El miedo es inseparable del deseo y la curiosidad, como sabía Bram Stoker, y seguramente las casas extremas y los túneles del terror llenan ese vacío de seguridad

Un personaje monstruoso en el túnel del terror de Trinitat, el más grande que se monta en Barcelona.

Un personaje monstruoso en el túnel del terror de Trinitat, el más grande que se monta en Barcelona. / ZOWY VOETEN

De niña sentía un auténtico terror por la figura de Drácula. Recuerdo con mucha nitidez meterme en la cama buscando el contacto de la pared contra mi espalda para sentirme protegida y taparme hasta la nariz, hiciera frío o calor. Eran los años 80 y, a mis ojos, los vampiros no eran ni sensuales ni pop, como ocurrió después, cuando se pusieron de moda. Un poco más mayor, para combatir mi propia fantasía terrorífica y exorcizar a Drácula de mis pesadillas, leí la novela de Bram Stoker y toda mi percepción sobre él cambió.

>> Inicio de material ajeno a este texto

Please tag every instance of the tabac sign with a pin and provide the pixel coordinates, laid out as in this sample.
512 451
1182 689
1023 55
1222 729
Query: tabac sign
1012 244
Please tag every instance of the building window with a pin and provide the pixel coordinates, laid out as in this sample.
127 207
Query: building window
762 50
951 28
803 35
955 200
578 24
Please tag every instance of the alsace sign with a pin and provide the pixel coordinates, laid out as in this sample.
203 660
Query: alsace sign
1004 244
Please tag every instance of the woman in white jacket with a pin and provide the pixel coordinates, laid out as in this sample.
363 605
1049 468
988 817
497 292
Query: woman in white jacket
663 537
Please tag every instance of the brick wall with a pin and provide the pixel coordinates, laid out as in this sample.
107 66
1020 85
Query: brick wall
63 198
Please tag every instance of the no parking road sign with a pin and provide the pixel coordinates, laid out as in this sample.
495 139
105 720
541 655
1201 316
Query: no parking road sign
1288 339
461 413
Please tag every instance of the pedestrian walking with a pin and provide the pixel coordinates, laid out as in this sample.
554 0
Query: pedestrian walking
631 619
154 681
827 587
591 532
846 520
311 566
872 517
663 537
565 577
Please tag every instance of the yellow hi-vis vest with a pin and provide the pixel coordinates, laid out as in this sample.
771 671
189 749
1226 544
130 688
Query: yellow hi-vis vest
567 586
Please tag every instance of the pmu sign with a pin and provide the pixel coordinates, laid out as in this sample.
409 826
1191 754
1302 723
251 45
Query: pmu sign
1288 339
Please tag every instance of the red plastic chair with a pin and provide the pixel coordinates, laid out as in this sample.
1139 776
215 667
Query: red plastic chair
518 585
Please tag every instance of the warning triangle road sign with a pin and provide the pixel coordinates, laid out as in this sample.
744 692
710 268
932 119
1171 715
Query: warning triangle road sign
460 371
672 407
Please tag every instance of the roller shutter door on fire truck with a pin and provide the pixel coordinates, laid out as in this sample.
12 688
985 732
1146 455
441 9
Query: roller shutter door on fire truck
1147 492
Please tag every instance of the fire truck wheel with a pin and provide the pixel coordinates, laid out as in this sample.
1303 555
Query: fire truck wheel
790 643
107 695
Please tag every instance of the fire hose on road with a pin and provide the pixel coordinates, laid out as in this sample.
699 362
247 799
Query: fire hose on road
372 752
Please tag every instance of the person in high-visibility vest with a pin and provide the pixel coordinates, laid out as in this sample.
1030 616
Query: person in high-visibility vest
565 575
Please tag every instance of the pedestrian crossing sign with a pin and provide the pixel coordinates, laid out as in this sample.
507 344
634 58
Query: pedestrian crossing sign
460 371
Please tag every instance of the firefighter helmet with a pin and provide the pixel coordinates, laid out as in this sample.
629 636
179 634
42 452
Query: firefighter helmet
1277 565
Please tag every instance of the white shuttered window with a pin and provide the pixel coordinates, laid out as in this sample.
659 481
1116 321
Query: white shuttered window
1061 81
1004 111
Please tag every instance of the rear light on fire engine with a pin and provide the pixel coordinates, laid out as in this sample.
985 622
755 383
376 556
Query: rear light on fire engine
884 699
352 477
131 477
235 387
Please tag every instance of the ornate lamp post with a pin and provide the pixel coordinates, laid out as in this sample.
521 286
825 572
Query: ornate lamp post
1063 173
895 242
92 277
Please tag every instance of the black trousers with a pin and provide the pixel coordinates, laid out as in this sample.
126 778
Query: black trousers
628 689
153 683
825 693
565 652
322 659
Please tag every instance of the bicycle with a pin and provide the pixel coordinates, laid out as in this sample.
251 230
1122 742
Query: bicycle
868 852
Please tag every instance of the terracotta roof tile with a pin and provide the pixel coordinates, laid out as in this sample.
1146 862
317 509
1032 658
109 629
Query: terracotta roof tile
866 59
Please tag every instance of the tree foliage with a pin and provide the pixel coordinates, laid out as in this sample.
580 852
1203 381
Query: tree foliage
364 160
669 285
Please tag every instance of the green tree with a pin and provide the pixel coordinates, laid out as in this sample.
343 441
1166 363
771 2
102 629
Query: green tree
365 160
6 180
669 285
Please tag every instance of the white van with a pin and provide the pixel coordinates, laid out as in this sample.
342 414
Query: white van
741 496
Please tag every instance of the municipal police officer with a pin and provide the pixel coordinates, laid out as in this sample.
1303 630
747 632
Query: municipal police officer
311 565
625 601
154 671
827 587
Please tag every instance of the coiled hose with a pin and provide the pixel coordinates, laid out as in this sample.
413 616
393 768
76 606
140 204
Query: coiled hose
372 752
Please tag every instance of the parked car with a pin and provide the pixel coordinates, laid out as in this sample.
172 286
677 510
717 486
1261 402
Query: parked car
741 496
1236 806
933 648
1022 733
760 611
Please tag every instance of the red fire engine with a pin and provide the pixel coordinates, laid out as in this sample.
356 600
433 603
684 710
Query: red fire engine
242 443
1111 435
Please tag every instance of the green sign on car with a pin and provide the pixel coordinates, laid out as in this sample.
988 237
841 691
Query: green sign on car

Stoker no hablaba tanto del vampiro como de todo aquello que el mundo victoriano quería reprimir: el deseo, la enfermedad, lo extranjero y desconocido, la pérdida de control. El conde no es solo una criatura nocturna que chupa sangre; es el espejo de lo que la sociedad teme y, al mismo tiempo, desea. El libro destila la angustia ante la modernidad y transforma esas inquietudes en una figura fascinante, perversa e irresistible. Detrás de su capa se esconde el miedo al otro, pero también el miedo a nosotros mismos, a reconocer que lo que nos asusta nos atrae.

Una metáfora del deseo y de la fragilidad humana que en 2025 ha desplazado por completo a la castañera y llena las calles de pueblos y ciudades de pasajes del terror, como aquel en el que —leía el otro día en estas páginas— hay que firmar un documento asumiendo incluso “riesgo de muerte” antes de entrar. Es una 'extreme house' en la que el visitante renuncia voluntariamente a la seguridad para sumergirse en una experiencia que promete terror físico y psicológico.

Dicen que el miedo controlado activa las mismas zonas del cerebro que el placer, que es una dosis de adrenalina sin consecuencias. Y quizá, en un mundo hipercontrolado y digital, necesitamos esos espacios de imprevisión. Como decía el protagonista de Drácula, Jonathan Harker, al descubrir el castillo del conde: “Estoy sumergido en un mar de maravillas. Dudo, tengo miedo, pienso cosas que no me atrevo a confesar ni a mi propia alma”. El miedo, ya lo sabía Stoker, es inseparable del deseo y de la curiosidad. Seguramente las casas extremas y los túneles del terror llenan ese vacío de seguridad. Nos adentramos en ellos como quien busca una belleza que lo sobrepase. Tal vez todos llevamos dentro un poco del deseo draculiano de vida eterna, un hambre atávica que solo el miedo, paradójicamente, nos recuerda.